Un buon veicolo di diffusione del giornale possono essere anche i grandi appuntamenti musicali e artistici in genere organizzati per sensibilizzare l’opinione pubblica mondiale sulla fame e le pandemie africane e per raccogliere fondi utili a combatterle. La prima condizione per una buona salute è infatti non essere condannati alla fame, oltre che non essere condannati a condizioni igienico sanitarie pessime e a contrarre il virus dell’Hiv e l’Aids perché “colpevoli” di esercitare il proprio diritto alla sessualità, alla vita e alla sua trasmissione. Nella Zambia può aspirare ad arrivare a 40-50 mila copie, ma se viene diffuso anche negli altri Paesi dell’organizzazione delle First Ladies ecco che la tiratura può aumentare fino a moltiplicarsi. Una stima dei costi tipografici e diffusionali possa essere tentata da chi fino ad ora a gestito il giornale e ne conosce quindi i costi per gli attuali livelli di copie stampate e diffuse. Considerando anche che sono stati stampati numeri con quantità di pagine tra loro diverse, da un solo foglio di quattro pagine a quattro fogli per un totale di 12 pagine.

l’iniziativa Cento Scuole Poiché inoltre Sharing Life gestisce l’iniziativa Cento Scuole, ecco che ha senso anche una parte del giornale scritta in italiano, sia per poterlo meglio diffondere almeno presso quelle cento scuole italiane e sia per poterlo fare appoggiare dal nostro ministero della Sanità e magari anche da quello della Pubblica Istruzione.

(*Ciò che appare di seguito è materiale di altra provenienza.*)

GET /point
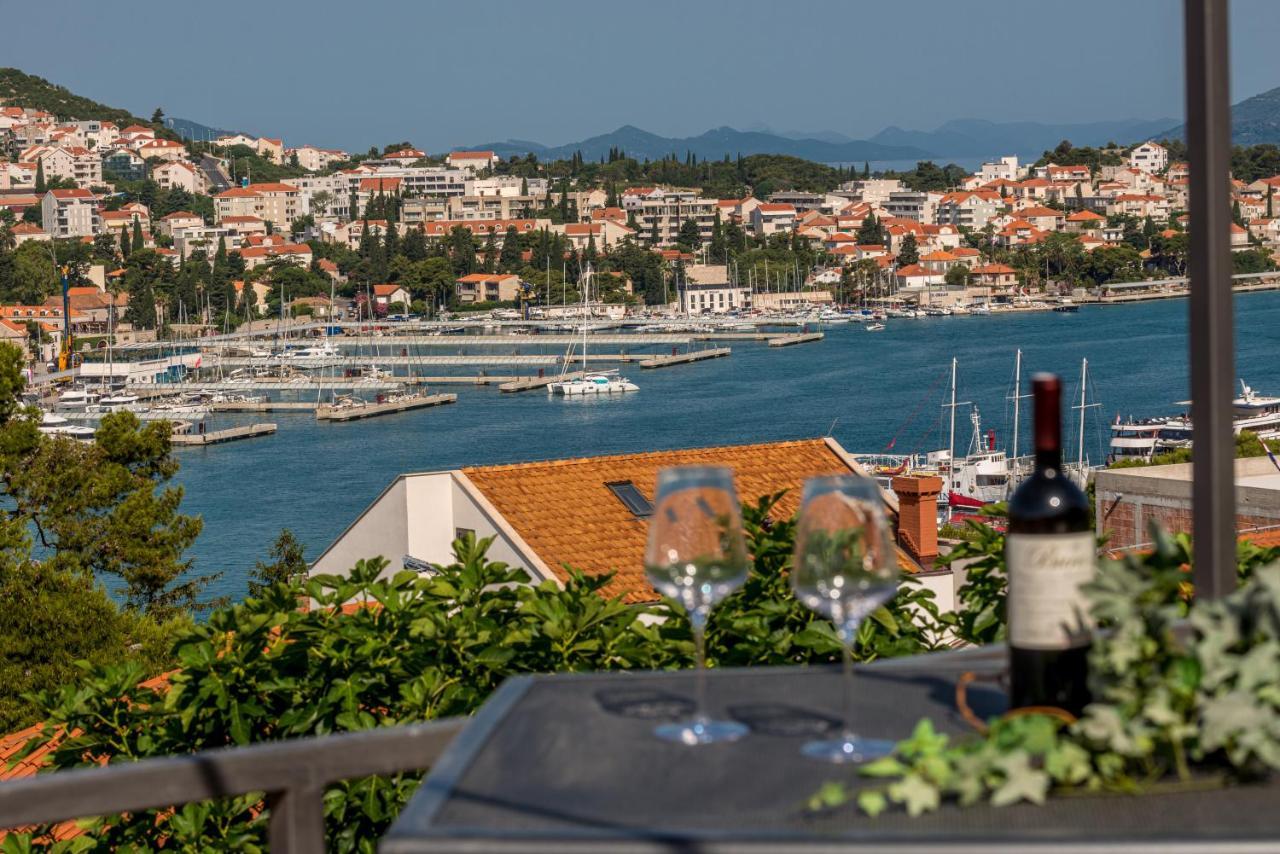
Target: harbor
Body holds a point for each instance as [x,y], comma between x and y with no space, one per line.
[876,393]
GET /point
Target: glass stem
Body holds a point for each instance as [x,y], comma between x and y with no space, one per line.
[698,624]
[848,638]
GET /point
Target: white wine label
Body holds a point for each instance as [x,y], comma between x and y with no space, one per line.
[1046,607]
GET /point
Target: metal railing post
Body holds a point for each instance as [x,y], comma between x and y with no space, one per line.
[296,823]
[1211,339]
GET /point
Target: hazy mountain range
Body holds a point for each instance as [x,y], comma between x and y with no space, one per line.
[963,138]
[1253,120]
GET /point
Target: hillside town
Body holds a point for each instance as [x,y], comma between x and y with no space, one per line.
[132,210]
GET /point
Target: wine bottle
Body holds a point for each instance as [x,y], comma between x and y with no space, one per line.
[1048,553]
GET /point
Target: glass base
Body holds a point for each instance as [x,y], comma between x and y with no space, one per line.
[702,731]
[848,750]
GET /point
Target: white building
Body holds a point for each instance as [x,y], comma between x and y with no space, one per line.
[69,213]
[1150,156]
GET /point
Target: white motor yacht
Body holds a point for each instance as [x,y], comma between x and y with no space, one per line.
[593,384]
[77,400]
[53,424]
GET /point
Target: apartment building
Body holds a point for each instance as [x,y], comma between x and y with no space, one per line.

Il personale giornalistico italiano curerebbe anche la versione on line del giornale, cioè il suo sito in Internet. Il sito non si limiterà alla riproduzione on line degli articoli apparsi sulla versione cartacea del giornale, ma reperirà anche notizie e documenti riguardanti le specifiche tematiche della salute. Esso inoltre dovrà essere in grado di dialogare con i lettori, rispondendo alle domande e dando la possibilità di dialogare tra loro come normalmente avviene nei blog. Tale dialogo dovrà essere condotto ovviamente da personale medico-sanitario-scientifico e/o didattico, appositamente reperito, meglio se facente parte di Sharing Life e meglio ancora a cura dell’auspicabile comitato scientifico del giornale. Dovrà inoltre esserci la possibilità di dialogo tra gli studenti, gli insegnanti e i genitori delle cento scuole italiane e almeno delle tre costruite in Zambia grazie al loro aiuto. La parte giornalistica italiana e il tecnico addetto al sito in Internet verrebbero a costare in totale dai 70 ai 100 mila euro netti l’anno, a seconda che - oltre al direttore - i praticanti siano 1 oppure 2. Credo che il tutto, parte zambiana e parte italiana, si possa quantificare in 120-150 mila euro l’anno, vale a dire in 360- 450 mila euro per un triennio.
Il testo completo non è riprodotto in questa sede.